Munidos de crachás, faixas e bandeiras, que batem ao vento, reunem-se aos milhares, para apoiarem 4 militantes sindicalistas que vão comparecer perante o Tribunal de Recurso de Poitiers.

 
   
De que são acusados? De terem participado no incêndio da sede da associação patronal, em La Rochelle, em 2003, no decurso de uma manifestação de 1500 pessoas. Dois deles foram condenados, em Junho passado, a um mês de prisão, em regime de pena suspensa, e a uma multa conjunta de 1,2 milhões de euros! Para estes trabalhadores modestos, isso equivale a 75 anos de salário…
No meio da multidão, aprecio o ambiente de fraternidade e bom humor. Estamos todos ali pela mesma causa.
 
   
Que prazer nos dá aquela partilha, os encontros ou reencontros, o escutar de palavras de esperança!

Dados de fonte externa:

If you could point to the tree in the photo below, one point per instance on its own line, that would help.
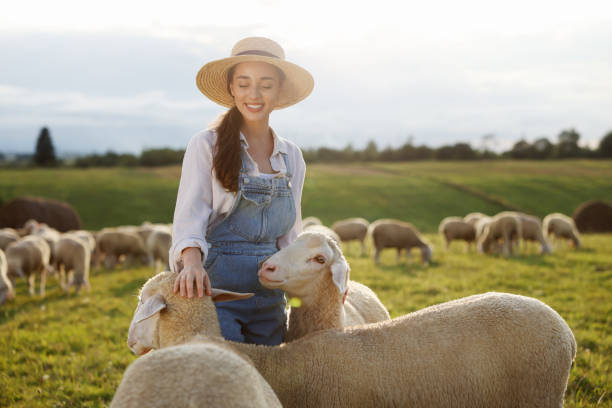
(45, 153)
(605, 146)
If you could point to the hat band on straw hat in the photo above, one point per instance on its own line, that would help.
(258, 52)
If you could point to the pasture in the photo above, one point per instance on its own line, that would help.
(67, 350)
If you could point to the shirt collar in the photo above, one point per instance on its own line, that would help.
(279, 145)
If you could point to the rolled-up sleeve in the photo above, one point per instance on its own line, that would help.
(297, 185)
(193, 202)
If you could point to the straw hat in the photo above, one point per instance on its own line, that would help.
(212, 77)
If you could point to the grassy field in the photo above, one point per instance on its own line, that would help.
(67, 350)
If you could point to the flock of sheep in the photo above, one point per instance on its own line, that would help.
(342, 348)
(36, 250)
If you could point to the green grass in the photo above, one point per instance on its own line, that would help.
(67, 350)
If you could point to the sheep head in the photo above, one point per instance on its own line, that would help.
(163, 318)
(310, 258)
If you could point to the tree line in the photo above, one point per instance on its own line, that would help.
(542, 148)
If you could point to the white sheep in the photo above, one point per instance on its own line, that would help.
(158, 245)
(472, 218)
(488, 350)
(193, 375)
(502, 227)
(72, 259)
(557, 225)
(112, 243)
(310, 221)
(390, 233)
(452, 228)
(27, 258)
(6, 286)
(314, 270)
(7, 236)
(352, 229)
(531, 230)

É difícil evitar as fotografias.
«A minha mãe, que gosta imenso de si, vai ficar feliz por o ver numa fotografia comigo.»
rencontre
 
   
É igualmente difícil recusar um copinho de moscatel, ou de uísque! Os sindicalistas vêm bem apetrechados. Nas suas mochilas trazem provisões para todo o dia.
Os jornalistas presentes começam invariavelmente pela mesma pergunta:
«Por que veio a esta manifestação?» A resposta é sempre igual: «Para pedir a libertação destes quatro militantes.»
Tendo em conta a vacuidade do processo, penso que estão inocentes. O problema, neste caso, é a vontade de fazer deles exemplo, para criminalizar a acção sindical.